The Battle of Hampton Roads occurred March 8-9, 1862 during the American Civil War, and though the result was inconclusive, the battle featured a major marvel in engineering that allows it to be remembered so well.
After Virginia seceded from the United States to join the Confederacy, the Union under Abraham Lincoln ordered a southern blockade. The USS Merrimack was among the ships that the South had captured, and the South turned it into the ironclad vessel CSS Virginia. The use of armor on ironclads was a source of controversy, and the US Navy was hesitant to use this new technology. However, once the Union learned of the CSS Virginia, they constructed their own ironclad, the USS Monitor.

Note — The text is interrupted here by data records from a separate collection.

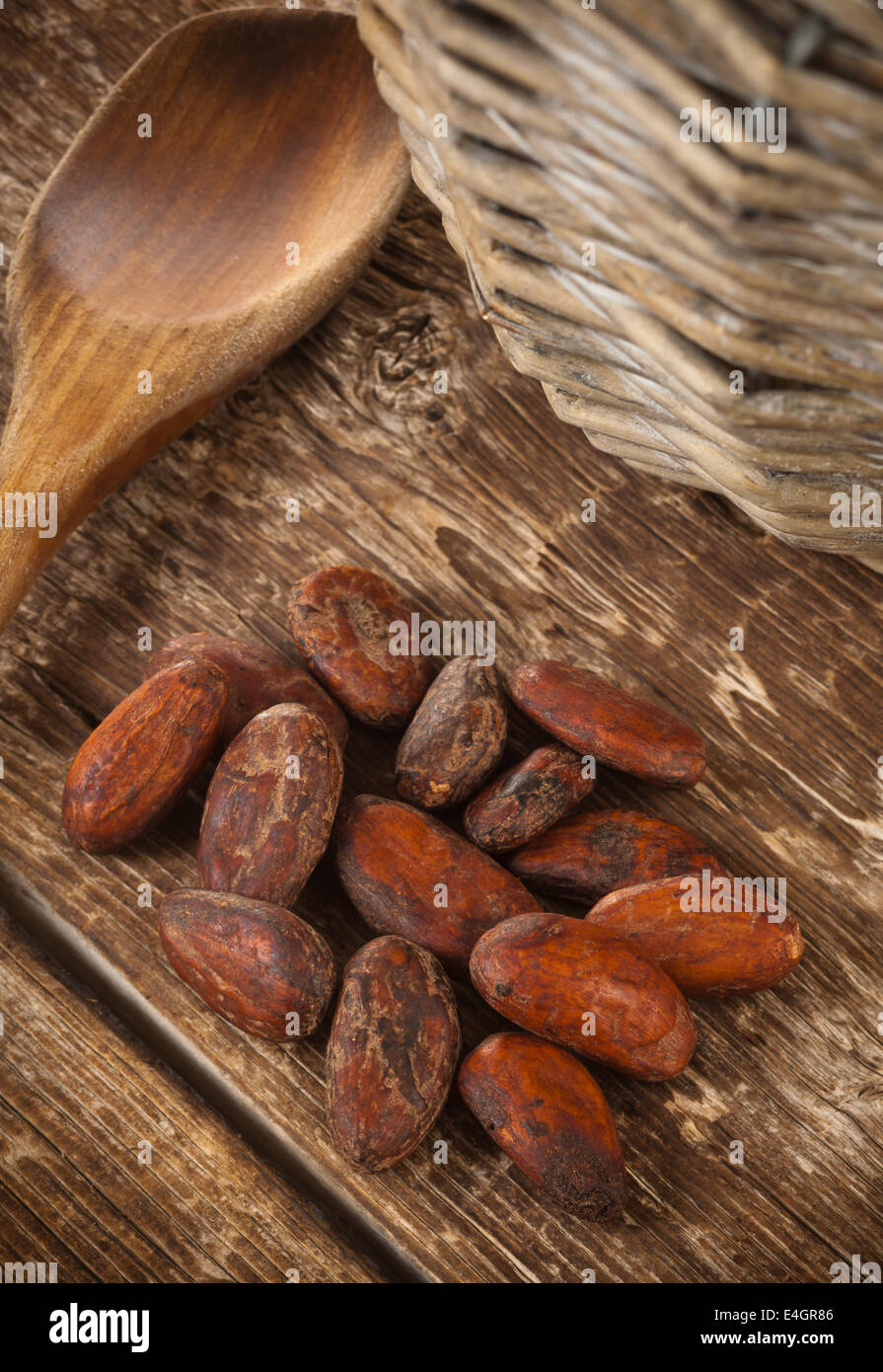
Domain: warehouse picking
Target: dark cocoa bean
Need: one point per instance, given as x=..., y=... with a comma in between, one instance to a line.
x=717, y=953
x=548, y=1112
x=257, y=964
x=456, y=738
x=527, y=799
x=270, y=805
x=340, y=619
x=586, y=989
x=588, y=855
x=408, y=875
x=393, y=1052
x=257, y=678
x=593, y=717
x=140, y=760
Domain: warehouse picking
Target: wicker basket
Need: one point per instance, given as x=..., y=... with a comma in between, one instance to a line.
x=709, y=312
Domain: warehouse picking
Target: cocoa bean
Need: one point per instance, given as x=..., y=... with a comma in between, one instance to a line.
x=593, y=717
x=527, y=799
x=588, y=855
x=718, y=953
x=393, y=1052
x=408, y=875
x=548, y=1112
x=270, y=805
x=140, y=760
x=257, y=964
x=456, y=738
x=340, y=620
x=587, y=989
x=257, y=678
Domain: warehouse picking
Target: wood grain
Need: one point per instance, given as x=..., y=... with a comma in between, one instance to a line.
x=472, y=501
x=80, y=1098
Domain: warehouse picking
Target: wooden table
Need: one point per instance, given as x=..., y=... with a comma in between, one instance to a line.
x=472, y=502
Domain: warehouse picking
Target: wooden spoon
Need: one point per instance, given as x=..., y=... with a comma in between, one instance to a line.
x=157, y=273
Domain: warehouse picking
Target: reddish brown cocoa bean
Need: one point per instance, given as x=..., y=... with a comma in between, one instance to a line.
x=393, y=1052
x=527, y=799
x=456, y=738
x=270, y=805
x=552, y=974
x=340, y=619
x=257, y=678
x=408, y=875
x=144, y=756
x=257, y=964
x=717, y=953
x=548, y=1112
x=593, y=717
x=588, y=855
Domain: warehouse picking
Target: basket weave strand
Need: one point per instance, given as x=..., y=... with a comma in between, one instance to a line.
x=709, y=312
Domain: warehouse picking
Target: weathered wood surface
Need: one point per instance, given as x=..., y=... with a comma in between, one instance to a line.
x=80, y=1098
x=472, y=502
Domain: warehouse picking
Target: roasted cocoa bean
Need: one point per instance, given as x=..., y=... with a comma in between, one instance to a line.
x=257, y=678
x=340, y=619
x=588, y=855
x=587, y=989
x=408, y=875
x=393, y=1052
x=593, y=717
x=270, y=805
x=527, y=799
x=456, y=738
x=140, y=760
x=548, y=1112
x=716, y=953
x=257, y=964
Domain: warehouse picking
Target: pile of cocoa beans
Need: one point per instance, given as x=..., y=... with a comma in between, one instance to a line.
x=609, y=987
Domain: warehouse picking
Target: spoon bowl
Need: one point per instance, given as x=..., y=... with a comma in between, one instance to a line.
x=221, y=199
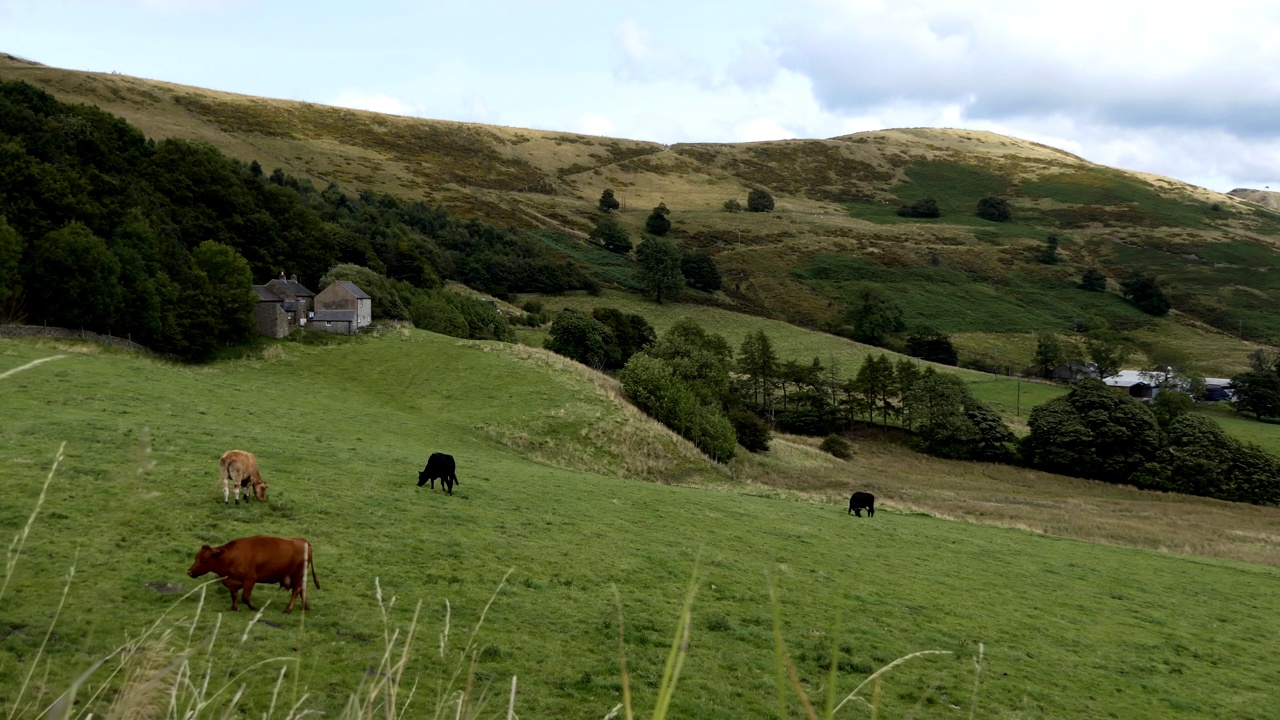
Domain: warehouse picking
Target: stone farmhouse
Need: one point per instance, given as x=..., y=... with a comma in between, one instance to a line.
x=286, y=305
x=342, y=308
x=283, y=305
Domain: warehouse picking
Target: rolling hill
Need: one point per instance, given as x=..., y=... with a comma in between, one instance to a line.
x=833, y=229
x=549, y=463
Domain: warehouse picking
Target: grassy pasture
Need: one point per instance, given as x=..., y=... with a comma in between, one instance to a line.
x=803, y=345
x=1070, y=629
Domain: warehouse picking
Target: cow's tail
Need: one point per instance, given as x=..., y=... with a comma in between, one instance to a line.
x=311, y=565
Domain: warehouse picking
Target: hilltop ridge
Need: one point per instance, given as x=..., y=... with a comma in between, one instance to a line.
x=833, y=228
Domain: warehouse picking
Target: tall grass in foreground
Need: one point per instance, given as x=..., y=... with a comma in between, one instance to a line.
x=169, y=670
x=785, y=671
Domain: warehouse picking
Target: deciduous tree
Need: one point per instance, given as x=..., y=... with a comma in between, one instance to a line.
x=609, y=235
x=1093, y=281
x=1146, y=294
x=759, y=201
x=874, y=317
x=995, y=209
x=700, y=272
x=658, y=222
x=659, y=268
x=608, y=203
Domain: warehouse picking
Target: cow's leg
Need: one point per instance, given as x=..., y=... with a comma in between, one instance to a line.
x=233, y=586
x=248, y=591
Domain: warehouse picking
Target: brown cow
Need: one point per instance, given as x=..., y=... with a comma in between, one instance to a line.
x=261, y=559
x=238, y=469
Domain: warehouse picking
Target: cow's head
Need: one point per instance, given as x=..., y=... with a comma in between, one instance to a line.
x=208, y=560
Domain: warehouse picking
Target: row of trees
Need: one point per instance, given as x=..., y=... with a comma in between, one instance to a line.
x=1093, y=432
x=695, y=383
x=161, y=241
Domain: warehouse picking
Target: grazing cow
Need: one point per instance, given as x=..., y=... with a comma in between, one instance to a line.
x=439, y=466
x=860, y=501
x=261, y=559
x=238, y=469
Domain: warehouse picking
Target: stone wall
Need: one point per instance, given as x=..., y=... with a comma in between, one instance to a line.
x=64, y=333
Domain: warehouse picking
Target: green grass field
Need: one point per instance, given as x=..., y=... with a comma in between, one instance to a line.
x=1070, y=629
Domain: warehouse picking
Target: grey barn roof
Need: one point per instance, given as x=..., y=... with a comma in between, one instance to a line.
x=334, y=317
x=293, y=287
x=355, y=290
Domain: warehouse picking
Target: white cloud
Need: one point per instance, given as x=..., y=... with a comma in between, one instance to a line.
x=378, y=103
x=1133, y=64
x=594, y=123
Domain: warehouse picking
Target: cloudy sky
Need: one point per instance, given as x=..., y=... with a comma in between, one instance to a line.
x=1188, y=90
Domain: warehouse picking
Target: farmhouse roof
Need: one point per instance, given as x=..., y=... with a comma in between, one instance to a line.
x=334, y=315
x=355, y=290
x=292, y=286
x=1129, y=378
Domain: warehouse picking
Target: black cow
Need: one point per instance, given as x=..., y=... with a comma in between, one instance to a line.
x=439, y=466
x=860, y=501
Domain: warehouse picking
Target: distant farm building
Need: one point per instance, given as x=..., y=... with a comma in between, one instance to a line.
x=282, y=306
x=1219, y=388
x=342, y=308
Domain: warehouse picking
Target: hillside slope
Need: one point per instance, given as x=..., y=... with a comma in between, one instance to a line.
x=1086, y=629
x=833, y=228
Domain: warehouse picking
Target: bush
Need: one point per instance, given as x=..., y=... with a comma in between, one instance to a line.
x=1146, y=294
x=1093, y=281
x=432, y=313
x=630, y=333
x=837, y=446
x=995, y=209
x=753, y=433
x=922, y=208
x=1092, y=432
x=932, y=345
x=580, y=337
x=700, y=272
x=653, y=386
x=759, y=201
x=609, y=235
x=657, y=222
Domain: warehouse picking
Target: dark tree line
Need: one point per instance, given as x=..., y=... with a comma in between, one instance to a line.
x=160, y=240
x=1093, y=432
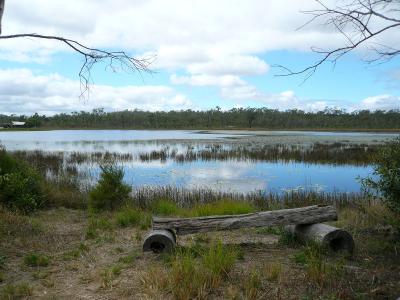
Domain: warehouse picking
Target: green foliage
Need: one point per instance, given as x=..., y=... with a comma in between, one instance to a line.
x=36, y=260
x=216, y=118
x=130, y=216
x=21, y=187
x=219, y=259
x=166, y=207
x=97, y=224
x=387, y=169
x=194, y=271
x=318, y=269
x=110, y=192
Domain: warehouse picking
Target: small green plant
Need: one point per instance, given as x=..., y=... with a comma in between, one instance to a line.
x=387, y=170
x=272, y=271
x=219, y=259
x=3, y=260
x=21, y=187
x=129, y=217
x=16, y=291
x=166, y=207
x=97, y=224
x=110, y=192
x=252, y=284
x=36, y=260
x=109, y=274
x=76, y=253
x=130, y=258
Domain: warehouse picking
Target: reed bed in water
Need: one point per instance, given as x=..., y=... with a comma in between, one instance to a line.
x=186, y=198
x=337, y=153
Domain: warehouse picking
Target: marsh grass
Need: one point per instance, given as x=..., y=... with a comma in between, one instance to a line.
x=319, y=270
x=16, y=291
x=109, y=274
x=97, y=225
x=330, y=153
x=79, y=251
x=193, y=272
x=36, y=260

The CSS Virginia was large and unwieldy, but it engaged a Union fleet near Norfolk Harbor. The Union fire did little damage to the Virginia, and the fleet was mostly destroyed. Both sides halted for a day. On March 9th, the Virginia underwent minor repairs, and the Monitor arrived. Both ironclads engaged each other, however neither one could gain the advantage. The Virginia was not prepared to fight another armored vessel, therefore its guns were supplied with only shell and not armor-piercing rounds. The Monitor, meanwhile, had limited powder, and could not penetrate the other ironclad’s armor. The Monitor was forced to withdraw to change command, and the Virginia assumed that it had retreated. The Virginia therefore withdrew itself to undergo extensive repairs, but the crew believed they had won the battle. However, the Monitor came back, only to find the Virginia withdrawing. Assuming they had won the battle and with orders to only protect the harbor, the Monitor did not pursue.
As could be expected, both sides claimed victory. It was an inconclusive battle, yet it was also one of the most important of the war. The Battle of Hampton Roads was the first step for America to use armor-clad warships instead of wooden ships, and this idea would influence warfare itself for many years to come.